Отец Дормидон, свесившись, пошамкал губами. Было видно, что мысль о том, что он идет тропой святых, доставляет ему удовольствие.
– Тем более что мне-то, грешному, почитай, всего пятнадцать ден и дали, – заключил он. – Да из тех я уж пять ден как отсидевши.
– Пятнадцать дней? – Ганин, уж на что было пусто и темно в его душе, а все же ухмыльнулся. – Матерая ты уголовщина, дед! Это за какие дела?
– За веру истиннаю! – проникновенно произнес отец Дормидон и перекрестился. – Ну, и грешен был чуток, каюсь, – здоровый глаз его моргнул. – Дело было в прошлое воскресенье. Пришед я опосля заутрени на ярмарку в районный центр. Хожу я на нее испокон веков: хлебушка покупаю, молочка, медку. И сделавши дела свои, захожу я затем обычно в трактир к Марьюшке. Ибо сказано в Писании: шесть дней трудись, а в седьмой отдыхай. И, значит, разговелся я у Марьюшки в тот день больше обычного. Совратил меня черт! И по выходе послал мне нос к носу Власия, попа местного. И дернул меня за язык его подначить. А ну-ка, говорю, Власий, покажь, как крестишься! А Власий и давай троеперстное знамение класть. Помилуй, говорит, Господи, Дормидона, раба твоего неразумного. Это я-то, спрашиваю, неразумный? Это ты, б…ин сын, и окрестить себя не умеешь! Двумя перстами наши предки крестились! Двумя! А не тремя, как ты! И троеперстие твое, говорю, от диавола! И неразумный, стало быть, не я, а ты! И после этих слов схватил я Власия за власы – благо влас много на голове его – и давай таскать по двору. Учись, кричу, грамоте, отступник! Учись, как надо персты во славу Божию класть. Ну, Власий, не будь дурак, мне и залепи кулаком под глаз. А кулак у Власия, не совру, как гиря. Да и сам Власий – восемь рук в обхват. Закружило тут меня, в голове почернело, пропадаю, думаю. А тут-то черт черенок от лопаты мне в руку и всунь! И черенком этим я Власия и огрел! И как стоял Власий, так и рухнул замертво. И разъехались мы с ним в разные стороны: меня в тюрьму повезли, его в больницу, возвращать в чувствие. А через день приходит ко мне в тюрьму главный полицейский. Скажи спасибо, говорит, что Власий выжил и что отказался он на тебя, старого беса, заявление писать. А то бы уехал ты, дед, не на пятнадцать суток, а на все пятнадцать лет! А я его перекрестил и отвечаю: за истинную веру, ваше благородие, я готов и на двадцать лет, и во огнь! Так что ступайте с Богом и дайте мне ношу свою понести. И вот отсидел я уже пять ден. И осталось их, стало быть, еще десять…
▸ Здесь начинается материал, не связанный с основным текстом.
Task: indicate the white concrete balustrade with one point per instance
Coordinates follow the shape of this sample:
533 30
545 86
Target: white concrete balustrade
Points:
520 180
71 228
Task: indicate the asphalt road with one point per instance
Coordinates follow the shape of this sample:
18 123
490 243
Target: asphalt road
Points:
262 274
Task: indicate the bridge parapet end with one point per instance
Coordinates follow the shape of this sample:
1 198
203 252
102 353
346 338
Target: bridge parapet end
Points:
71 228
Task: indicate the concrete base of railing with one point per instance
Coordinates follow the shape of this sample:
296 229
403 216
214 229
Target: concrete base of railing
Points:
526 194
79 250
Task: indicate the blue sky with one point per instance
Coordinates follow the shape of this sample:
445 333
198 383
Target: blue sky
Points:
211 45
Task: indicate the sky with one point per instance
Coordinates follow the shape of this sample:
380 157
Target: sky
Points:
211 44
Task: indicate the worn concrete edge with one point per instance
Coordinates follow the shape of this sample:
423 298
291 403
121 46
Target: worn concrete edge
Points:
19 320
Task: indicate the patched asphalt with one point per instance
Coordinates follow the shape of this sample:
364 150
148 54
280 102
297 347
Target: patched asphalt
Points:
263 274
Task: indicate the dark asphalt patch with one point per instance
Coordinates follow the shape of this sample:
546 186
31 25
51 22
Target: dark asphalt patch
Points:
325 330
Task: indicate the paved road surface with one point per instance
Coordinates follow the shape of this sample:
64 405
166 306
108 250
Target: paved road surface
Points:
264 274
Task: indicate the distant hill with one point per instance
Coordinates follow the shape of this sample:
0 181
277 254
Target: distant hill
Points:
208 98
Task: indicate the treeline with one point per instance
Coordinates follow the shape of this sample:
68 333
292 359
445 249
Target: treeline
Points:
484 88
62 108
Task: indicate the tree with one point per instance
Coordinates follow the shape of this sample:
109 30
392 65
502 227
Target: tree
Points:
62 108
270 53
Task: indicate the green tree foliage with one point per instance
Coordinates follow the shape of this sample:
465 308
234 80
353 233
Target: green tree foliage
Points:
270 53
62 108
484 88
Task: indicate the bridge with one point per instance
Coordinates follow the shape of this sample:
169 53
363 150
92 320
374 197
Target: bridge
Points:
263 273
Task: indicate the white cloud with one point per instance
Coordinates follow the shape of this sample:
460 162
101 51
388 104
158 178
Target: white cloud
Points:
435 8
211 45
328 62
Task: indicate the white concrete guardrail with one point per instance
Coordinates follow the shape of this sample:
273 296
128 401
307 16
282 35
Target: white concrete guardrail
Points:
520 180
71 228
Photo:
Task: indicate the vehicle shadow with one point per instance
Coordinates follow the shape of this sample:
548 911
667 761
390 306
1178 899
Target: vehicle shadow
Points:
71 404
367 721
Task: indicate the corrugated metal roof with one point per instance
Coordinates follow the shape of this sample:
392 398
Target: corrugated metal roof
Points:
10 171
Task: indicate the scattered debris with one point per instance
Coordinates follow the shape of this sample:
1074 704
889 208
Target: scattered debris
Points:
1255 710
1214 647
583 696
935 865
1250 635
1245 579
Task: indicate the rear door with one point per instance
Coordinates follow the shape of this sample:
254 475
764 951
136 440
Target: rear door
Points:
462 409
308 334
Ганин задумался, сколько осталось сидеть ему. Кузьмич, Фока, фээсбэшники, приехавшие за танком в лес, – их тени сгрудились теперь у его шконки и корчили рожи. «Допрыгался! – шипел змеей Кузьмич. – А ведь я, Ганин, предупреждал!» «Получил! Получил! Получил! – хохотал гиеной Фока. – Получил наш Андрюшенька щелчок по лбу!» «Посадим! Посадим всех!» – ревели голодными медведями сотрудники ФСБ. Из круговерти лиц вдруг выскочило Серегино – недоуменное, с выпяченной, как у дурачка, губой. «Как же это, Андрей? – спросило розовым мякишем рта. – Что ж это делается-то, а?» И вдруг лопнуло, брызнуло во все стороны хохотом и жаром.
– Да ты не слушаешь меня! – отец Дормидон толкнул Ганина в плечо, и мир вернулся на место. С треском продолжал биться в решетку лампочки мотылек. Голова попа, блестя одним глазом, по-прежнему свисала с верхней койки.
– Тебя слушай не слушай, все равно не отстанешь, – пробурчал Ганин. – Кровь-то в голову не прильет?
– Не прильет, – отмахнулся поп. – Веру нашу, говорю, в народе зовут староверской. Но зовут ее так, потому что народ наш темный.